The approval points the president has lost since 2020, Frente Amplio candidate Yamandu Orsi, is the same as his lead over his political dolphin Alvaro Delgado today. When Mujica, angry at his social policies, questioned him for not increasing the incomes of the working class, he added one of his favorite phrases: “We had our flaws, but there is a different philosophy: we distribute downwards, they always distribute upward.”
The socioeconomic decisions taken by the right-wing coalition government gave the Frente Amplio the most promising prospect of returning to government. Lacalle Pou finished second in the first round in 2019. Only thanks to the support of the far-right forces of the Colorado, Independiente and de la Gente parties and the Cabildo Abierto, he was able to gain access to the presidency in a contest with the candidate of the FA, Daniel Martínez. His percentage of the vote rose and his image improved due to health policy in the first year of the pandemic. Even today, when it comes to health, survey data is best disaggregated.
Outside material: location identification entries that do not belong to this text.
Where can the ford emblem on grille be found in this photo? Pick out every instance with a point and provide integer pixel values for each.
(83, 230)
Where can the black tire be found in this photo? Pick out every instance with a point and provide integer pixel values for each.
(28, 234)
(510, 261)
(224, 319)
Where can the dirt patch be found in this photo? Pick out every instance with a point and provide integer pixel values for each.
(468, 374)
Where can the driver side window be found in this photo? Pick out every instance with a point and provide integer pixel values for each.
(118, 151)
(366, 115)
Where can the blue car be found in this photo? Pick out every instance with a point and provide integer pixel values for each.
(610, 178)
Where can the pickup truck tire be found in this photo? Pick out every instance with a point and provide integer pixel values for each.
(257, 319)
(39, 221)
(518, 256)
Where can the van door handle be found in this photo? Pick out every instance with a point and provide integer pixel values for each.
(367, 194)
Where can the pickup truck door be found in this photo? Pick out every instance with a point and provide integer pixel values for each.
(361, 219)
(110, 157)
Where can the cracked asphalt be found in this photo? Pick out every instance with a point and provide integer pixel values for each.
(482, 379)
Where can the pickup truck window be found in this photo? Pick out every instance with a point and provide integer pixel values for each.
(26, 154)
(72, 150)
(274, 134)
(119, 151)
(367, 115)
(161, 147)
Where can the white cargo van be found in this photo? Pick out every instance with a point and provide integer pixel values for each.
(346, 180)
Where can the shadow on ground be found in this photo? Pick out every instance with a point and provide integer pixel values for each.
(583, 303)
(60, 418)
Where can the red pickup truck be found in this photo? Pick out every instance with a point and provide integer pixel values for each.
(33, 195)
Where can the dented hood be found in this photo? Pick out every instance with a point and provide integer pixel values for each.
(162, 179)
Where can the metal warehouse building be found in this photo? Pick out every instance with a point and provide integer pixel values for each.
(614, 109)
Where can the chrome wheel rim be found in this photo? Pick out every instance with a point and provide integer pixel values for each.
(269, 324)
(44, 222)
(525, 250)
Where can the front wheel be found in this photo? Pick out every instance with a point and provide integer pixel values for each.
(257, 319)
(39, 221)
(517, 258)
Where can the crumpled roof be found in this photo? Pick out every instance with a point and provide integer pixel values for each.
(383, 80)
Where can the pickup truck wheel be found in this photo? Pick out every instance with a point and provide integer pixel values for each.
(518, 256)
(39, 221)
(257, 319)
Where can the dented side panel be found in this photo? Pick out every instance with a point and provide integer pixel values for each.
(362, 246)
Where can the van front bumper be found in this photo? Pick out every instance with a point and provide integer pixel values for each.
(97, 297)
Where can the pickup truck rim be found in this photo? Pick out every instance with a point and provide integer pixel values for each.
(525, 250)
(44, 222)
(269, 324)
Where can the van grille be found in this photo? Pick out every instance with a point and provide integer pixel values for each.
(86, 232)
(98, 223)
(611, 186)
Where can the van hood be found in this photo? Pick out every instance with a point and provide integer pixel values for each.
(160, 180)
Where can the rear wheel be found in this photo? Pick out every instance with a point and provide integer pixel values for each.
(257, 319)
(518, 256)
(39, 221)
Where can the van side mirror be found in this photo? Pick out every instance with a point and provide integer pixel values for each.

Lack of security is another thing that has been criticized as crime is on the rise. They rose during his tenure due to drug trafficking in Uruguay. Cocaine smuggling rates led the government to ask the United States for cooperation. The DEA withdrew in 2019 and will now return to tackling the problem, according to Heid Fulton, the US ambassador in Montevideo. Of course, it sent a representative to Buenos Aires to “pay particular attention to Uruguay,” the ambassador announced.
In relation to drug trafficking, Lacal Boo was involved in a scandal involving Uruguayan drug lord Sebastián Marcet. His government issued him a passport when he was on the run from justice and with an arrest warrant from Interpol. Coalition officials fell into contradictions and lies. Resigned Foreign Minister Francisco Bustillo, when questioned in Congress on August 22, 2022, said he did not know who the first Uruguayan Cartel (PCU) leader was. He also commented that “he is one of many footballers in the world”. Laughably true, but half true. Marcet played for two clubs under a false identity, one from Paraguay and the other from Bolivia, and he lost that public exposure.
Lacal Poo was also hit by the scandal of his security chief, Alejandro Astesiano, who was jailed for influencing and spying on opposition leaders. Today he remains free under a much-maligned probation regime.
In international politics, the president – like many politicians who have taken office before – balanced between the two giants of South America: Brazil and Argentina, which have governments of opposite signs. In an interview with CNN in Chile four months ago, he avoided comparing himself to the far-right Javier Milei. With Nayeb Bukele and his security policy, he said: “This is not a model for Uruguay.”
In March 2025, Lacalle Pou will be cheering because the constitution prohibits him from running for re-election and he has already announced that he does not plan to run for re-election in 2029.